Milton Lee Olive, III

Private First Class
Army of the United States
07 November 1946 - 22 October 1965
Chicago, Illinois
Panel 02E Line 131

Medal of Honor

Combat Infantry

Purple Heart, National Defense, Vietnam Service, Vietnam Campaign

Milton L. Olive

The database page for Milton Lee Olive, III

04 Aug 2004

The President of the United States
in the name of the Congress of the United States
takes pride in presenting the


posthumously to

Milton Lee Olive, III
Private First Class
United States Army

for service as set forth in the following


For conspicuous gallantry and intrepidity at the risk of his life above and beyond the call of duty. Pfc. Olive was a member of the 3d Platoon of Company B, as it moved through the jungle to find the Viet Cong operating in the area. Although the platoon was subjected to a heavy volume of enemy gunfire and pinned down temporarily, it retaliated by assaulting the Viet Cong positions, causing the enemy to flee. As the platoon pursued the insurgents, Pfc. Olive and 4 other soldiers were moving through the jungle together when a grenade was thrown into their midst. Pfc. Olive saw the grenade, and then saved the lives of his fellow soldiers at the sacrifice of his own by grabbing the grenade in his hand and falling on it to absorb the blast with his body. Through his bravery, unhesitating actions, and complete disregard for his safety, he prevented additional loss of life or injury to the members of his platoon. Pfc. Olive's extraordinary heroism, at the risk of his life above and beyond the call of duty are in the highest traditions of the U.S. Army and reflect great credit upon himself and the Armed Forces of his country.


by Harry G. Robinson III
E-mail address is not available.

A Note from The Virtual Wall

B Company, 2/503rd Infantry, lost two men on 22 Oct 1965, PFC Olive and SP4 George G. Luis of Pahoa, Hawaii.

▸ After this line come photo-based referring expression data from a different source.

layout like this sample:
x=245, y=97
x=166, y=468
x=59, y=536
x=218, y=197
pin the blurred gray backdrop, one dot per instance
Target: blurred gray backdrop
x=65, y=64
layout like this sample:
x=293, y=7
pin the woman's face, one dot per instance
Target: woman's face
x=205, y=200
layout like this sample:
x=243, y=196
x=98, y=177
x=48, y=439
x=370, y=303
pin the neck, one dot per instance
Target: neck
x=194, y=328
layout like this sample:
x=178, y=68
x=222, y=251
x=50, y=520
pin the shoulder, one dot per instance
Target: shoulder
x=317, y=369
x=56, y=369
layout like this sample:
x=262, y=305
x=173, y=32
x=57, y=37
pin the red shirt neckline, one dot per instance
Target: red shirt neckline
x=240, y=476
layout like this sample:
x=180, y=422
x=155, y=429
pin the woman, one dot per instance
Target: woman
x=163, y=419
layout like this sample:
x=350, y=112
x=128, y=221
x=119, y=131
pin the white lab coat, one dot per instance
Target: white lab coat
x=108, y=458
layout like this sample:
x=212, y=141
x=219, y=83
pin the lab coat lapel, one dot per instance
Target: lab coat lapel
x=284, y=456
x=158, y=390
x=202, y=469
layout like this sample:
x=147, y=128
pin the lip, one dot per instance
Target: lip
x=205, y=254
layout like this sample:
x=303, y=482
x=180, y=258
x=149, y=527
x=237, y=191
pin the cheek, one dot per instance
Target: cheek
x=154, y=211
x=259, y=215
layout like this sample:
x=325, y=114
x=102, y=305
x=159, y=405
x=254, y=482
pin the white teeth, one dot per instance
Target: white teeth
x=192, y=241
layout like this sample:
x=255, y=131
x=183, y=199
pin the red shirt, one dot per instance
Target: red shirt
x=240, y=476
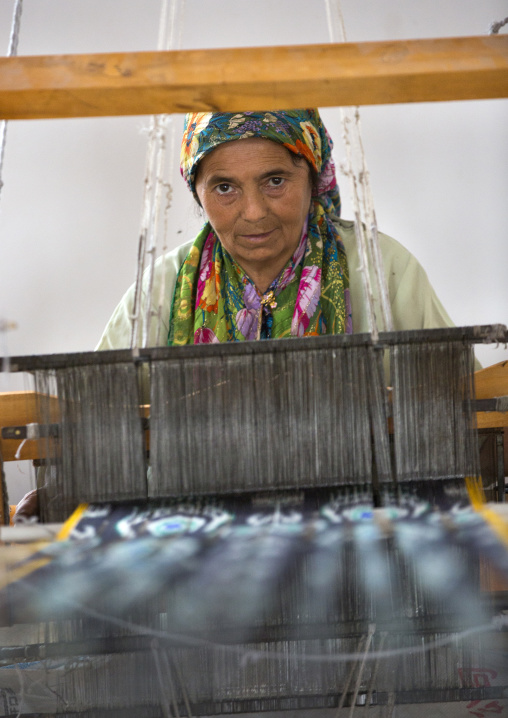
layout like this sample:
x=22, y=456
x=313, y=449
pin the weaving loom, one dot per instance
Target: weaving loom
x=330, y=568
x=300, y=516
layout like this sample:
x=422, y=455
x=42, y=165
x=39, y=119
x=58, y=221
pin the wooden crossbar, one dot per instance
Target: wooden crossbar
x=266, y=78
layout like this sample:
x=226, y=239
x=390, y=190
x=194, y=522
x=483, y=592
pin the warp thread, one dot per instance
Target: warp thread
x=12, y=52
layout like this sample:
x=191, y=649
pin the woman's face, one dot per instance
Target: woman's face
x=257, y=199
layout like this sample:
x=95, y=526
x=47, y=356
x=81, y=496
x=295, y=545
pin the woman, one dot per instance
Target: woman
x=274, y=259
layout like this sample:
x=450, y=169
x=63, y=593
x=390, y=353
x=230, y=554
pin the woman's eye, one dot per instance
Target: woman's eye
x=223, y=188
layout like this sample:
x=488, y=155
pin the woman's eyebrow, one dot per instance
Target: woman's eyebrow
x=220, y=178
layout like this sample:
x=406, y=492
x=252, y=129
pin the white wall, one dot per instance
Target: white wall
x=70, y=207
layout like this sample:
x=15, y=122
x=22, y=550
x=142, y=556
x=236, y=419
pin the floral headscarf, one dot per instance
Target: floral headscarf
x=215, y=301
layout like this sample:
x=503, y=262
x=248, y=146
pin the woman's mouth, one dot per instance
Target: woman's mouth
x=259, y=237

On 21 April 1966, President Lyndon B. Johnson presented the Medal of Honor to Milton L. Olive Jr, saying in part

"The Medal of Honor is awarded for acts of heroism above and beyond the call of duty. It is bestowed for courage demonstrated not in blindly overlooking danger, but in meeting it with eyes clearly open.

"That is what Private Olive did. When the enemy's grenade landed on that jungle trail, it was not merely duty which drove this young man to throw himself upon it, sacrificing his own life that his comrades might continue to live. He was compelled by something that is more than duty, by something greater than a blind reaction to forces that are beyond his control.

"He was compelled, instead, by an instinct of loyalty which the brave always carry into conflict. In that incredibly brief moment of decision in which he decided to die, he put others first and himself last."

PFC Olive was the second of the 173rd Airborne Brigade's ten posthumous Medal of Honor recipients and the first of twenty African-Americans who earned the Medal in Vietnam - 16 of them posthumously. His fellow Chicagoans have further commemorated his life and courage by naming a junior college, a park, and a portion of the McCormick Place Convention Center after him.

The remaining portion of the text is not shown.